Dr. Maurice Convey of Oxford Hills Dental Care is geared and gowned up to receive patients as dentists across Maine reopen. Supplied photo

 

NORWAY — Oxford Hills Dental Care reopened its doors on May 20. The solo practice of Maurice Convey, DDM, it also employs two dental hygienists, two dental assistants and an office manager. Convey had to lay off his entire staff back on March 16. His five employees were able to collect unemployment during the stay home directive but as the practice owner he did not qualify for those benefits.

Confusion surrounded dental clinics as Maine announced its rural reopening plan on Apr. 28, which included healthcare provided by Maine-licensed providers. On Apr. 29 the state revised the allowance to not include dental care. Following pushback from the Maine Dental Association and several of its members, Governor Janet Mills reversed course again and said that practices could reopen for regular dental procedures, following guidelines set by the MDA and the American Dental Association.

Connecticut, Rhode Island, New Hampshire and even COVID-19 hotspot Massachusetts had already announced plans and dates for reopening. Vermont will allow practices to reopen on Friday, May 29.

“When the governor made the announcement for Stage 1, which would begin on May 1, maybe that was not a realistic date for all,” said Convey the day after his staff began receiving patients for routine care. “We scrambled to prepare for that, mostly to make sure the proper personal protective equipment was on hand. It seemed the reopening was a last minute decision as well as the reversal announcement. But some dentists were ready for patients by May 1.”

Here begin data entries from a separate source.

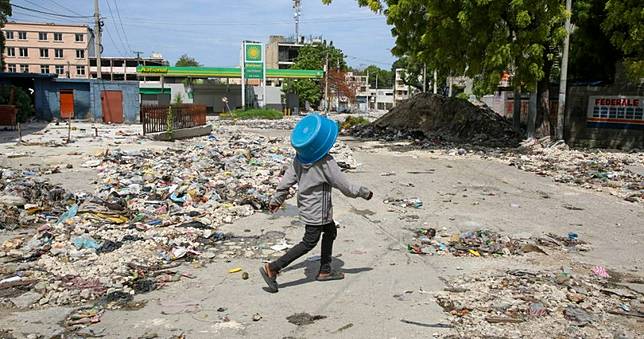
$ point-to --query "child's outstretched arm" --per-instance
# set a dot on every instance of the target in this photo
(338, 180)
(288, 180)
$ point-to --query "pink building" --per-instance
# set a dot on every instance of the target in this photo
(47, 48)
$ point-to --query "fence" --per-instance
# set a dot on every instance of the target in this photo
(8, 115)
(155, 118)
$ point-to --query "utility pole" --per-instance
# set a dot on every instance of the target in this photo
(435, 81)
(563, 83)
(424, 78)
(297, 11)
(97, 39)
(326, 84)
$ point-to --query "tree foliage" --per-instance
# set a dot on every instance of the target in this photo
(624, 24)
(314, 57)
(480, 39)
(187, 61)
(5, 11)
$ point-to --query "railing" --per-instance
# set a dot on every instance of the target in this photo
(155, 118)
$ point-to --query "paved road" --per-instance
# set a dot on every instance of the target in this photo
(384, 283)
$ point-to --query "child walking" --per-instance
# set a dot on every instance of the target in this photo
(315, 172)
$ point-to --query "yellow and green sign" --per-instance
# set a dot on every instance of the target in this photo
(254, 53)
(253, 60)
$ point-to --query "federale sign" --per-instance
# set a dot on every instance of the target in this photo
(616, 111)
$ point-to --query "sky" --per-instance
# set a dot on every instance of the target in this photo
(211, 30)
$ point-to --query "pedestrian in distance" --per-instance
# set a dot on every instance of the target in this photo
(315, 172)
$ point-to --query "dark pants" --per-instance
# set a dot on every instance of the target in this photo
(311, 238)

Convey’s staff is wading through a backlog of cancelled appointments stretching back more than two months while adjusting imminent bookings.  Extra time needs to be included to clean and sanitize between patients and allow for foot traffic restrictions, as the number of people who can enter and exit the office is limited. The two hygienists at Oxford Hills Dental are normally booked six to eight months out at a time. That means the office had scheduled appointments through November of this year and is now trying to wedge in nine weeks of patients for dental care around reduced hours to provide it. Convey said he may hire someone part-time so they can catch up, but he is also seeing that some patients are still nervous about coming in and that may help ease the immediate bottleneck.

During March and April Convey continued to be available for dental emergencies. Before COVID-19 he said that he might receive two or three emergency requests a day but the definition of an emergency has changed.

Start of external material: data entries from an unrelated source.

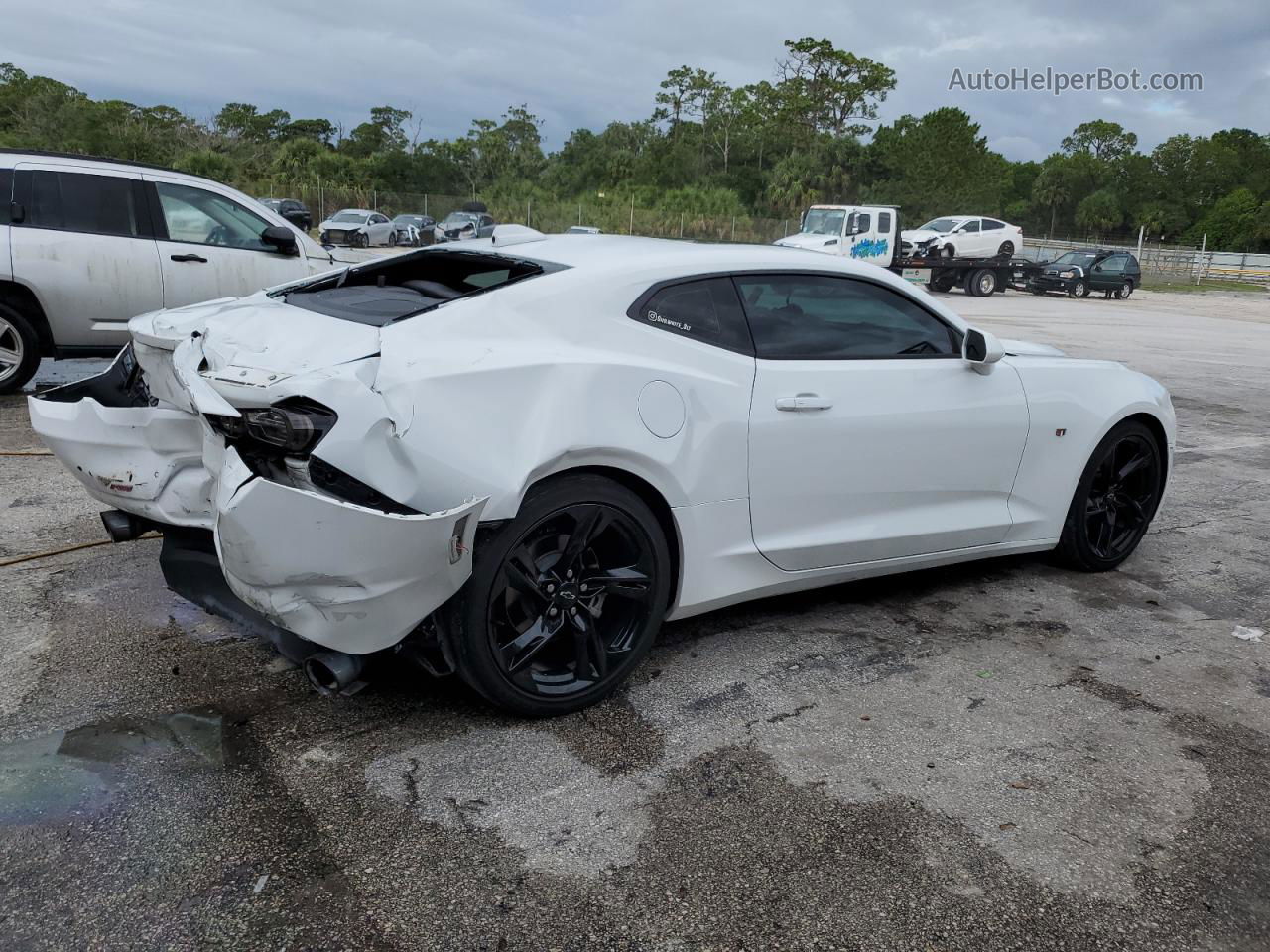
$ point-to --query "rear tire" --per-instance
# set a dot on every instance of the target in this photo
(1114, 502)
(19, 350)
(564, 601)
(982, 284)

“In normal times, a chipped tooth would warrant an emergency call,” he said. “Currently, that is a low-grade situation. For a pain or infection emergency, before I might treat five in the course of a week. But by April, I was taking four or five calls for help in a day.”

Convey stayed on call and handled each emergency as it came in. As his staff was laid off he had to treat each patient by himself. His current patient schedule for the next few weeks is about average, but as routine care ramps up he expects procedures to follow suit.

Oxford Hills Dental Care’s office was in proper condition to receive patients, as Convey had to maintain sensitization in support of emergency care. But acquiring enough PPE was a little trickier and a lot more expensive than it has been for dentists in the past. Convey needed to purchase caps, new gowns and more shields. He had to have a new air filtration system installed in his office at a cost of $6,500.

“We have to have more gown coverage now,” Convey said. “We use masks anyway, but ours were Level 1-to-2 rated, lower than the N95 mask we must use now. Early in the year it cost about $13 for a box of 50 masks. I just paid $250 for 50 N95 masks.”

Convey and other local dentists got together during the closure time and inventoried what they had for PPE. He reached out to the purchasing agent at Stephens Memorial Hospital and offered to make it available if they ran low on PPE. Fortunately, the hospital had adequate supplies and never had to look for outside assistance.

He and his colleagues continued to check in with one another as they moved towards reopening, sharing information on what they were doing for safety, about PPE supplies and coordinating to ensure they were handling the process consistently for the community.

As with other public-facing businesses opening in May, everyone in the office – staff and patients – are required to wear facial coverings. Similarly, every person entering has to have their temperature taken. Before coming to the office, each patient is screened over the phone and the process is repeated in person once they arrive. Once the patient is in the dental chair he is allowed to remove his facial covering to receive treatment.

Even if Maine’s reopening goes well and continues, dental care over the next year promises to be a high demand service.